Don't be fooled by Collins Key's age.
He’d rather fool you with his magic routine.
The 17-year-old Moorpark resident has proven himself as an up-and-coming magician, nearly winning NBC’s “America’s Got Talent” with a collection of tricks that left audience members scratching their heads and wondering what the teen would do next to top himself.
His act isn’t about pulling a rabbit from a hat but doing entertaining, innovative routines for all audiences.
“I want to make (magic) a fun, interactive and relatable experience,” Collins said, “a really young, hip and relevant art form that people of all ages can enjoy together.”
Collins took fifth place on Sept. 18 in New York during the season finale of the popular talent show that introduced the teen to a national audience and launched his career.
Kenichi Ebina, a dancer, won the $1-million grand prize to cap the show’s eighth season.
The show, hosted by Nick Cannon, included a judges’ panel of show business personalities: Mel B, Heidi Klum, Howie Mandel and Howard Stern.
Collins, who was homeschooled his entire life, said he feels honored to have competed against such high-caliber contestants.
“I couldn’t be more grateful for the show,” he said. “You see a lot of shows that embrace so many different talents.”
The journey to Radio City Music Hall began in March when the young magician performed before a crowd of more than 800 in San Antonio, after being urged to audition by the show’s talent scouts.
“I didn’t feel my magic was ready for the show,” Collins said. “Finally one of my mentors convinced me to go for it.”
The decision would change the teen’s life.
The crowd in San Antonio gave Collins a standing ovation when he burned a dollar bill and then made it reappear intact in a sealed bag of popcorn.

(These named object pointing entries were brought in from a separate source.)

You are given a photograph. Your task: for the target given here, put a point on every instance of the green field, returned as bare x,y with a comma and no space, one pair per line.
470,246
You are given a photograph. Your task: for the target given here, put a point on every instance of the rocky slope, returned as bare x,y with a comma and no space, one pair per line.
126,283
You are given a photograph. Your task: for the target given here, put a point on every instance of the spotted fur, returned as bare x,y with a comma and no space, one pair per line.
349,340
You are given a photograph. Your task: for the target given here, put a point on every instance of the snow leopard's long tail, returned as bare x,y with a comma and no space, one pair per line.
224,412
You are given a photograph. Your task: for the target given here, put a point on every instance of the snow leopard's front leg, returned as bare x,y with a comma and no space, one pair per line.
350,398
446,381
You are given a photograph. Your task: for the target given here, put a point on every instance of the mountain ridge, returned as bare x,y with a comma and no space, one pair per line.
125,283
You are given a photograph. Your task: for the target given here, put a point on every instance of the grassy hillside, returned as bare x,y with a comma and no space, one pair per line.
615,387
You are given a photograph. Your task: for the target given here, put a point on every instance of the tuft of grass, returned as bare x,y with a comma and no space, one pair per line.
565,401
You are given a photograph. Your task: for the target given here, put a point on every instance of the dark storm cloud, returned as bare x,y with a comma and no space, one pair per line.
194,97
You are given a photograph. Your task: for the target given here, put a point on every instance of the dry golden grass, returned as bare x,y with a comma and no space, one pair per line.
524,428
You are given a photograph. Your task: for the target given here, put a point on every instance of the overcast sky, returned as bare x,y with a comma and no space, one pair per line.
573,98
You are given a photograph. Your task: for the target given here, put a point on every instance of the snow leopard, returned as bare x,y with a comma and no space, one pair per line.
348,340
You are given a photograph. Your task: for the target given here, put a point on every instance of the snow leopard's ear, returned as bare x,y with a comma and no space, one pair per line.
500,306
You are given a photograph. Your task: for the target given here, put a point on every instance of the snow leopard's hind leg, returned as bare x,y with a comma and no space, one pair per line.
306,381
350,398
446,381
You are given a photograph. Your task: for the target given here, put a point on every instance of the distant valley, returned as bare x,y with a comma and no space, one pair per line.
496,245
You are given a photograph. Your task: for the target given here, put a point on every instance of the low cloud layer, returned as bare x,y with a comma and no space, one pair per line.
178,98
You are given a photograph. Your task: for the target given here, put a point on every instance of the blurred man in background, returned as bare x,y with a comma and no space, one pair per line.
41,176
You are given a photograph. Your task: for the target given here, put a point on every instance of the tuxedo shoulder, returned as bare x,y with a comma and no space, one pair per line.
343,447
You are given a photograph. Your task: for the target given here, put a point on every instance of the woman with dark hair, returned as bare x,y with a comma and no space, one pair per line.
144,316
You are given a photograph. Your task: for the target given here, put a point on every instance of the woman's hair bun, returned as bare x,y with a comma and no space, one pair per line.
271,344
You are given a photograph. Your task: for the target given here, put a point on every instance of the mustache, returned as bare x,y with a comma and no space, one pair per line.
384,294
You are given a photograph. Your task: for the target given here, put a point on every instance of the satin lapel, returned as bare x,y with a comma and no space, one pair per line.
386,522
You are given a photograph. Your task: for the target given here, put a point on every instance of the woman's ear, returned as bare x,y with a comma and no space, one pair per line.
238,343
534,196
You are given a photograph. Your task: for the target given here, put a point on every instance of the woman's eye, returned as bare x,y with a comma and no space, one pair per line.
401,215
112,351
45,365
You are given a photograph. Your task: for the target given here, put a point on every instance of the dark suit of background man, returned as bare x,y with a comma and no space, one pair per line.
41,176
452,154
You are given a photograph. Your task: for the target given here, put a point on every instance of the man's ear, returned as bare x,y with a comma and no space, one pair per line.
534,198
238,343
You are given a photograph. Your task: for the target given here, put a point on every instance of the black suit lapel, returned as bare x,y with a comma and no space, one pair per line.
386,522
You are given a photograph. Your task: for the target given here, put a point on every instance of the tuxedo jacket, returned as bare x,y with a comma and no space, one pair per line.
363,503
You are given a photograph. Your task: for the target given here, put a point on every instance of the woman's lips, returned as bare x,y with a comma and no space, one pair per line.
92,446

“Today you proved something,” Stern said as Collins wiped tears from his eyes after the audition. “You’ve got the goods, you’ve got charisma (and) you know how to handle yourself. For 16 years old, it’s quite remarkable”
Mandel was also impressed.
“I believe, at 16 years old, you have just stepped, sir, into your future,” he said.
That was just the beginning.
The teen had to create new and creative acts between tapings—a feat that required hard work and perseverance.
Steven Muchnij, Collins’ father, said his son thrived under pressure.
“Because Collins is only 17, he didn’t have 10, 20, 30 years of material he could work off of,” Muchnij said. “To be able to perform the magic he did for the first time on national television? If he can make it through that, he can make it through anything.”
But Collins, who also acts and raps, said he was just doing what he loves.
The teen started practicing magic at age 12 as a way to connect with others.
“I’ve always been an entertainer (but) magic just clicked for me,” said Collins, who has performed in the Magic Castle’s junior program since he was 13. “I started doing it just for fun, and it’s crazy how far I’ve come.”
As a child, Collins could find an audience wherever he went, his dad said.
“We’d go into Verizon store, I’d look around and nobody would be helping customers anymore. Everybody was standing around watching him. . . . He really put himself out there.”
But what started as a hobby evolved into a way to make money.
Collins performs at birthday parties, corporate events and weddings.
He recently was seen at this year’s Third of July fireworks show in Moorpark.
He gained an online following through Facebook, Instagram, Twitter and YouTube.
In fact, Collins has more than 175,000 followers online.
What’s next for the young performer?
Like in any good magic routine, fans will just have to wait and see.
The young performer has more tricks up his sleeve for audiences to enjoy.
“I want to change the way people view magic,” Collins said. “It’s taking stuff people have seen before and putting a new twist on it.”